Retail import expectations rise on holiday sales estimates
Import volume at the nation’s major retail container ports is expected to grow 1.8% in December over the same month last year, and the year should end with an increase of 2.3% over 2012, according to the monthly Global Port Tracker report released this week by the National Retail Federation and Hackett Associates.
“Imports have seen good growth over last year and retailers are well-stocked as the holiday season continues,” said Jonathan Gold, vice president for supply chain and policy. “Holiday merchandise has made it from the ships to the shelves and the rest is up to the shoppers."
The cargo numbers come as NRF predicts that this year’s holiday sales will grow 3.9% over last year to a total of $602.1 billion. Cargo import figures do not correlate directly with sales because they count only the number of cargo containers, not the value of the merchandise inside them, but are an indicator of retailers’ sales expectations.
August, September and October are the months when most of the holiday season’s merchandise is brought into the country. The 4.35 million cargo containers handled during those months combined represented a 4.3% increase over last year and accounted for 26.8%t of all retail imports for the entire year.
U.S. ports followed by Global Port Tracker handled 1.43 million large cargo container units in October, the latest month for which after-the-fact numbers are available. That was down 0.4% from September as the peak shipping cycle wound down but up 6.4% from October 2012.
November was estimated at 1.33 million containers, up 3.6% from last year. December is forecast at 1.31 million containers, up 1.8% from last year.
The total for 2013 is forecast at 16.2 million containers, up 2.3% from 2012’s 15.8 million. Volume totaled 7.8 million containers in the first half of 2013, up 1.2% from the first half of 2012.

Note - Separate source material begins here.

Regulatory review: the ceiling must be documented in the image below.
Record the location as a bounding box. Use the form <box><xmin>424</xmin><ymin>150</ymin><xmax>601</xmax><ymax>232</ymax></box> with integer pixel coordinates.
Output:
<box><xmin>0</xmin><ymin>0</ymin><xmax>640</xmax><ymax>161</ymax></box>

“The U.S. economy appears to have found a growth spurt,” Hackett Associates Founder Ben Hackett said, citing estimated third-quarter gross domestic product growth of 3.6%. “The paradox is that consumer spending remains very cautious and does not come anywhere near the expansion of GDP. The reason is the increasing levels of inventory. Despite back-to-school sales, Black Friday, Cyber Monday and regular sales, the inventory-to-sales ratio remains stubbornly high. Hopefully, November and December numbers will show a catch-up that will help reduce the inventories.”
Looking ahead:
• January, imports are forecast at 1.35 million containers, up 3.3% from January 2013;
• February, at 1.18 million containers, down 7.8% from last year;
• March at 1.32 million containers, up 15.9%; and
• April at 1.38 million containers, up 6.6%.